End-to-End Learning of Interactive Video Game Scripts with Deep Recurrent Neural Networks – We show that, based on a deep neural network (DNN) model, the Atari 2600-inspired video game Atari 2600 can be learnt from non-linear video clips. This study shows that Atari 2600 can produce a video that is non-linear in time compared to a video that contains any video clip. The learner then selects the shortest path to the next block of video to the Atari 2600. The Atari 2600-produced video contains the longest path to the next block of video and thus this process has been learnt to be non-linear.
In this paper, we propose a novel temporal reinforcement learning approach for supervised learning. We propose a unified framework to learn the temporal representations of objects in a natural hierarchy. This approach is based on deep learning and local search, and it jointly learns to learn temporal representations. Experiments show that the proposed framework leads to state-of-the-art performance on a variety of tasks. We also observe that the method is robust to a variety of biases, which are commonly encountered when looking at state-of-the-art deep learning systems. We believe that the proposed framework is of general interest to researchers who are trying to improve their temporal reinforcement learning systems.

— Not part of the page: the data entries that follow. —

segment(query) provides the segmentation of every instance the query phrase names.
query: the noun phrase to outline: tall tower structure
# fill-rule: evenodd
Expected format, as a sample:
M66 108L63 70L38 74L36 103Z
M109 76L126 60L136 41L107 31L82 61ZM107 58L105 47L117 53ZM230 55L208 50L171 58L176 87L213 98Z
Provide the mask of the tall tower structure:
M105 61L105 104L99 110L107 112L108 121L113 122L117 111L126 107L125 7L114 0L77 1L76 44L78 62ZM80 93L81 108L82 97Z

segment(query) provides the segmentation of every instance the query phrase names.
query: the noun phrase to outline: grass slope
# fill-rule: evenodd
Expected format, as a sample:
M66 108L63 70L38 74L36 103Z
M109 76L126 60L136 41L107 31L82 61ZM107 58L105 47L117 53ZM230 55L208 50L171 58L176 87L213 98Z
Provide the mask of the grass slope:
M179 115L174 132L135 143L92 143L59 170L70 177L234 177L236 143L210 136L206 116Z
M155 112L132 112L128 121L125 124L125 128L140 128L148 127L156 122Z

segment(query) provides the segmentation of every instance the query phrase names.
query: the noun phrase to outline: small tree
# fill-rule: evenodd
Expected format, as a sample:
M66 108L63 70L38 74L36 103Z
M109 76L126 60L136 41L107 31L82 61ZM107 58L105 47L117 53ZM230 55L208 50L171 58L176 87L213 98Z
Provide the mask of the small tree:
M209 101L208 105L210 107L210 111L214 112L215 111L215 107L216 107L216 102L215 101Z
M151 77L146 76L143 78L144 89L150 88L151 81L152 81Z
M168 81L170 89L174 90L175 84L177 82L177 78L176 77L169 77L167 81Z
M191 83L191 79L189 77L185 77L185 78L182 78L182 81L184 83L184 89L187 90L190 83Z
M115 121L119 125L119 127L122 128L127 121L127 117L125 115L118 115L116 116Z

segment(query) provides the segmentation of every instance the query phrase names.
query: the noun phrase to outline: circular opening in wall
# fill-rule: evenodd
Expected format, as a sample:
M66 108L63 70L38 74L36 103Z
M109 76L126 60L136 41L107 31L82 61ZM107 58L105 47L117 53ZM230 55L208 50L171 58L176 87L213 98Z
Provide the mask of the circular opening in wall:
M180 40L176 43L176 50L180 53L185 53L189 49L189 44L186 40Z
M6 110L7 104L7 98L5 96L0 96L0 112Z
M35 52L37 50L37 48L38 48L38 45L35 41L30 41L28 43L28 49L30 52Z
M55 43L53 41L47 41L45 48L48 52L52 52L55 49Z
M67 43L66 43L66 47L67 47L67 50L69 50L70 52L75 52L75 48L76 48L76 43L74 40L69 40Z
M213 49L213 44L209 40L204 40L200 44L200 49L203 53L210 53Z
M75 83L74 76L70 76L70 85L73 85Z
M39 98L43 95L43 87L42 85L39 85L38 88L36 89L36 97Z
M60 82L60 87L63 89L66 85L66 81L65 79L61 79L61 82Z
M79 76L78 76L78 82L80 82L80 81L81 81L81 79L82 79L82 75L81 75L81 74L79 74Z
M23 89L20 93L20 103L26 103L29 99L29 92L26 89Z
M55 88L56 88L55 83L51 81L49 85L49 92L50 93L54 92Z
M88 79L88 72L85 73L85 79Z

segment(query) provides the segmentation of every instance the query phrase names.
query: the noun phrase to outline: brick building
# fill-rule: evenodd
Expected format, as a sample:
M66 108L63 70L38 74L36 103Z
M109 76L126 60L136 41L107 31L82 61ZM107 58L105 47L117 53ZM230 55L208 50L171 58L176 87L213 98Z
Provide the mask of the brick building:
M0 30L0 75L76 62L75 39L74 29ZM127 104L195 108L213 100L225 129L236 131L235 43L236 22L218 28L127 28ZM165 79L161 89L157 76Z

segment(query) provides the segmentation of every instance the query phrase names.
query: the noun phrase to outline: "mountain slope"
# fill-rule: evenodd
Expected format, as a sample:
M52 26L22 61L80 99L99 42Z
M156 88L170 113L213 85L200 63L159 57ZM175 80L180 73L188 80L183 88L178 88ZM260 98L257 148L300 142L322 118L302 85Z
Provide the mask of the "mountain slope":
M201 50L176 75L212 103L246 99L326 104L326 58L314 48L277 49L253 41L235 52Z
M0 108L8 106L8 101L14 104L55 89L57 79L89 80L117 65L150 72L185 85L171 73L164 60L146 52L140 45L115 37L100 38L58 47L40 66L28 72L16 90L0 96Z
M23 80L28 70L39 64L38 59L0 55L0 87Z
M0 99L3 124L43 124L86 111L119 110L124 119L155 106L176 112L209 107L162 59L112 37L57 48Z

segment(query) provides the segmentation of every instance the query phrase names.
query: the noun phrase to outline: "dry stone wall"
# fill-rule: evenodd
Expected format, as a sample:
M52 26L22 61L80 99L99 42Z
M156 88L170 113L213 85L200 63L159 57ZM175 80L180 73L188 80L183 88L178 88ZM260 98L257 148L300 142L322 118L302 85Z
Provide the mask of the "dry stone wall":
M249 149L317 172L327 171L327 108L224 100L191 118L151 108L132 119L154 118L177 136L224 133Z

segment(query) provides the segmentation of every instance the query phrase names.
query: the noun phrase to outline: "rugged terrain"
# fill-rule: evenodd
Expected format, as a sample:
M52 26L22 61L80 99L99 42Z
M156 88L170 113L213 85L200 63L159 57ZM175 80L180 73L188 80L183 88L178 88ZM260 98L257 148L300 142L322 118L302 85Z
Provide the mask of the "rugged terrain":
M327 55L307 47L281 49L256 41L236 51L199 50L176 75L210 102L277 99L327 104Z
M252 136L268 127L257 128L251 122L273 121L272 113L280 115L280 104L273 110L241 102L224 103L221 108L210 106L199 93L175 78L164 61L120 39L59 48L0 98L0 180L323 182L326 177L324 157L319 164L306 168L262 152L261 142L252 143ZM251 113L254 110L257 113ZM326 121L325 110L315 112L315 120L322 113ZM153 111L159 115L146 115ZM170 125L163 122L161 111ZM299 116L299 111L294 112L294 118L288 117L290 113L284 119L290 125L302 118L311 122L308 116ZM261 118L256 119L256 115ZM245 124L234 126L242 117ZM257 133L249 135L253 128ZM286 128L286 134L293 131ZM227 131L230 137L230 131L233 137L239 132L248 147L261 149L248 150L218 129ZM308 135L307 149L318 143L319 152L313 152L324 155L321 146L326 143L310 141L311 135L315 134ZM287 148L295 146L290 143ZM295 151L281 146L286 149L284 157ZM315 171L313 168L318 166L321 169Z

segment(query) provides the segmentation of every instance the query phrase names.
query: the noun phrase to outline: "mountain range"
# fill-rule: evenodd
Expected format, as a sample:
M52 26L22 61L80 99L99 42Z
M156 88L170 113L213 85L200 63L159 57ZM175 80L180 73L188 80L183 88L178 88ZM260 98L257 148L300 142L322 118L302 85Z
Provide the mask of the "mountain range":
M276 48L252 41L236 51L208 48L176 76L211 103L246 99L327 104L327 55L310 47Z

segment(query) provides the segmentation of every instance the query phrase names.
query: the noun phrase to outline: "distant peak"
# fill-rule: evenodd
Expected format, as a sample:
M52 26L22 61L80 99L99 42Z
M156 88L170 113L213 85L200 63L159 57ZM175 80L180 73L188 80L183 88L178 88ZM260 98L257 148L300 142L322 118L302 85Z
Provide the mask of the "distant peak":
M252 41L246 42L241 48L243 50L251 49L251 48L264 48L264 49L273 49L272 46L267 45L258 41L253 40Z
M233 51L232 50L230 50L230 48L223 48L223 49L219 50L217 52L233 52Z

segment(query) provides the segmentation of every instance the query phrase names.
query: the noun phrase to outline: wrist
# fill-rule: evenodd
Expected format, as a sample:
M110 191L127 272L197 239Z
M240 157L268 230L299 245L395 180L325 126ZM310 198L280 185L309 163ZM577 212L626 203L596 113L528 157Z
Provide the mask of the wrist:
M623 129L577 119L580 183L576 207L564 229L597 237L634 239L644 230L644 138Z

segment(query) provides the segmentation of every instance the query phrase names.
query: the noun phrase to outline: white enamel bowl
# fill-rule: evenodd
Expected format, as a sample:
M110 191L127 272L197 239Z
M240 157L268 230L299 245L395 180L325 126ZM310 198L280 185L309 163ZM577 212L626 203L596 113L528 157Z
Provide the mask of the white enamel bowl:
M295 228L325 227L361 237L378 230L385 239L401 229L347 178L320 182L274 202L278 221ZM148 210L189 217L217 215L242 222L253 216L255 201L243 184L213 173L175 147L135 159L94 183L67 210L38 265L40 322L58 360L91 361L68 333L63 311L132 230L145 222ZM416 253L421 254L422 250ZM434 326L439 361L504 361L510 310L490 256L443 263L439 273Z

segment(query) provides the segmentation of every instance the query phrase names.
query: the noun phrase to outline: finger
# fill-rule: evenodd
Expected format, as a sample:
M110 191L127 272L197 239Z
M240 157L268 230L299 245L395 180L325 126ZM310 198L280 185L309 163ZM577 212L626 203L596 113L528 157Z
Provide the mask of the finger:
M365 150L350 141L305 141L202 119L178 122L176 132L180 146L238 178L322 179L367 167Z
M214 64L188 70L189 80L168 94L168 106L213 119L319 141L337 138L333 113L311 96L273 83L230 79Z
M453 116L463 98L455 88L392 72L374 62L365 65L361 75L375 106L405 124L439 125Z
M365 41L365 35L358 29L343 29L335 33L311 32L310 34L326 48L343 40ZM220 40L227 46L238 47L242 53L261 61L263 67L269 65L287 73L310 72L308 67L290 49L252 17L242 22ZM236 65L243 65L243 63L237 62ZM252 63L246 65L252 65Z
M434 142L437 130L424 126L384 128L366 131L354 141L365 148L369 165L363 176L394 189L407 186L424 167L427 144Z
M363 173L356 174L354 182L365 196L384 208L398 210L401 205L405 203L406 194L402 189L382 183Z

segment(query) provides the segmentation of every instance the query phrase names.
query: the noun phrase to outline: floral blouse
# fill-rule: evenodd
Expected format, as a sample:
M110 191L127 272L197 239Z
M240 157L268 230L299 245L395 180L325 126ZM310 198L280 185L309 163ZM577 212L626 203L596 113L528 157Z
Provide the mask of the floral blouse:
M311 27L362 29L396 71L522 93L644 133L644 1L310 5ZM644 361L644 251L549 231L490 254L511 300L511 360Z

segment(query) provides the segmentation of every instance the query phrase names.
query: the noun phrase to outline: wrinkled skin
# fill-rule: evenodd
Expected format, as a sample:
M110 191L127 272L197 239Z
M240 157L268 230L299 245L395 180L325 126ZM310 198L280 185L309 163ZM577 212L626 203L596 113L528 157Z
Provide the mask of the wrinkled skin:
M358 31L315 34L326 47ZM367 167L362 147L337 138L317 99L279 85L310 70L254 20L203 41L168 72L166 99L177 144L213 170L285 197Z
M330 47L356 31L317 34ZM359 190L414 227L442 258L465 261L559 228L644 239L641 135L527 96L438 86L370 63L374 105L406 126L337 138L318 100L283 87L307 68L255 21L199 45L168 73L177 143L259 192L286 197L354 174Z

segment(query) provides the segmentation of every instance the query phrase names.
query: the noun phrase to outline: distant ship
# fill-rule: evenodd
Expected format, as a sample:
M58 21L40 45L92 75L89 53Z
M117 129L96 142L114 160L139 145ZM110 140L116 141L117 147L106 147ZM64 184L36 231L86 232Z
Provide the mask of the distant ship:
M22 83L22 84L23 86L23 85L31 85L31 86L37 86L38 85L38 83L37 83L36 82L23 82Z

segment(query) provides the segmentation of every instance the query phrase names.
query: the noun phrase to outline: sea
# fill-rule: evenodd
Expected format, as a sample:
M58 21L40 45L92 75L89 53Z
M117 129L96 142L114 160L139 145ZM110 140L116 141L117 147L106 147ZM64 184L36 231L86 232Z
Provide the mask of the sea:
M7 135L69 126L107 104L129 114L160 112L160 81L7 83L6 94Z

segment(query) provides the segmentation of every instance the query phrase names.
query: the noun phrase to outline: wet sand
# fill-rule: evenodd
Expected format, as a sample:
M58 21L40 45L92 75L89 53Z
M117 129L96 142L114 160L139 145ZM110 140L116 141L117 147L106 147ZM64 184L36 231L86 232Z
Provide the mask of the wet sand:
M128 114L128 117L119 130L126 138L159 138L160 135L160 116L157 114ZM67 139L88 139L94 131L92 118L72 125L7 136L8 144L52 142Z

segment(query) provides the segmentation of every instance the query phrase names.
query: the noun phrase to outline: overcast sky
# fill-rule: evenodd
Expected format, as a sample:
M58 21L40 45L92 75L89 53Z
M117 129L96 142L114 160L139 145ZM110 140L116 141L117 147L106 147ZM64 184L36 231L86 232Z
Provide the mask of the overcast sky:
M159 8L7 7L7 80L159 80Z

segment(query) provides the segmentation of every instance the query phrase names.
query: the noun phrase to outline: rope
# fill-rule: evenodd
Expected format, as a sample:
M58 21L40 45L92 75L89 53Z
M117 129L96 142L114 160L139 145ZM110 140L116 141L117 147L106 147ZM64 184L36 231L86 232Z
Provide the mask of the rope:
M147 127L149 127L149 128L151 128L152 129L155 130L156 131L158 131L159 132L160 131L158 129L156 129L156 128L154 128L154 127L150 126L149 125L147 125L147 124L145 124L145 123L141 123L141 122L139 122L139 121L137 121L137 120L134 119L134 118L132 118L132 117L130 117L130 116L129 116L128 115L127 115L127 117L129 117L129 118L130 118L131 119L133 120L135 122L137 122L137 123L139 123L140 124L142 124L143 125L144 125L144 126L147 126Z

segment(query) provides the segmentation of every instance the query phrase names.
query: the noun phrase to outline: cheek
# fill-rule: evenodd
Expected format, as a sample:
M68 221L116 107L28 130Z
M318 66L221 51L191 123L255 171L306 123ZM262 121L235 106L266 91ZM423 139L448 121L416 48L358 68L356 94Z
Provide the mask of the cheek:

A Kernelized Bayesian Nonparametric Approach to Predicting Daily Driving Patterns
The Evolution of the Human Linguistic Classification Model
End-to-End Learning of Interactive Video Game Scripts with Deep Recurrent Neural Networks
Clustering and Ranking from Pairwise Comparisons over Hilbert Spaces
Deep Reinforcement Learning with Temporal Algorithm and Trace DistanceIn this paper, we propose a novel temporal reinforcement learning approach for supervised learning. We propose a unified framework to learn the temporal representations of objects in a natural hierarchy. This approach is based on deep learning and local search, and it jointly learns to learn temporal representations. Experiments show that the proposed framework leads to state-of-the-art performance on a variety of tasks. We also observe that the method is robust to a variety of biases, which are commonly encountered when looking at state-of-the-art deep learning systems. We believe that the proposed framework is of general interest to researchers who are trying to improve their temporal reinforcement learning systems.